Minha língua replicou os sons e, sem que o humano ao meu lado conseguisse entender, eu gritei:

– Nós somos iátricos! – Uma meia-mentira. – Viemos aqui para ajudá-los! – Uma mentira inteira. E então o silêncio tomou a plataforma. Todo mortal era amaldiçoado por sua finitude; e todos queriam salvação que seres como os iátricos prometiam trazer. Nós só precisávamos construir a ilusão de que a tínhamos... Como sempre fazíamos. – Nós trouxemos suprimentos. Podem conferir. – Apontei com a cabeça para a minha bolsa no chão e a assisti ser atacada por garras, espinhos e ventosas, até que seus conteúdos estivessem espalhados pela sujeira do chão.

– O que está acontecendo? – O desconhecido murmurou.

– Eles acham que viemos curá-los... – Sussurrei em nossa língua, nosso segredo.

– Curá-los de que?!

– De qualquer coisa!

Ele concordou e me encarou como se soubesse o que fazer... Pelo menos um de nós parecia ter um plano.
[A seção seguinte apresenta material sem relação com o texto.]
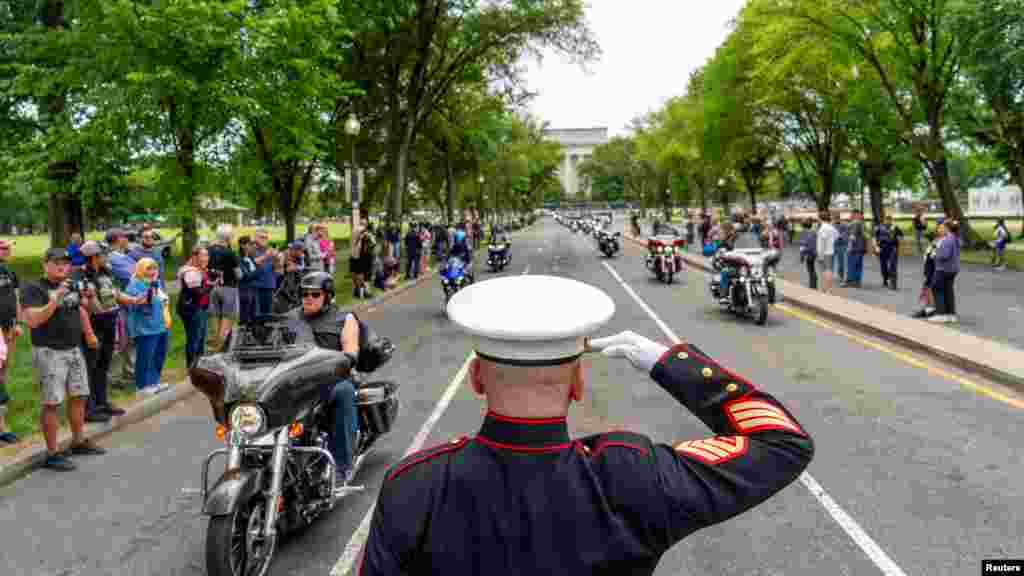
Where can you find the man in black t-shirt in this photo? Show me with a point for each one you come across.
(54, 309)
(224, 273)
(9, 316)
Os seres que nos cercavam abriram o círculo, me permitindo correr para recolher na minha bolsa os suprimentos iátricos espalhados. Quando eu estava ajoelhada sobre a lama que cobria a plataforma, assisti uma sombra me cobrir. Ergui os olhos devagar para o ser à minha frente e absorvi sua forma: ele era como uma centopeia erguida, com inúmeras patas afiadas partindo do tronco para balançar diante de mim. Seu "rosto" era formado de peças sobrepostas que não se pareciam com nada que eu tivesse antes visto, como se tivesse tentado ser um inseto e se distraído com algumas adições.

– Me siga. – Ele exigiu, na língua que gritei, e eu obedeci.

Enviei um olhar por sobre o ombro para o desconhecido. Ele podia tão facilmente pegar sua nave e me deixar para trás, para ser dissecada pelos coletores depois que meus serviços não fossem mais necessários, já que não era como se eu fosse a única iátrica na galáxia que poderia lhe ajudar... Mas, quando seu olhar encontrou o meu, eu acreditei, por um breve momento, que um humano pudesse não abandonar outro... Que talvez fosse possível confiar.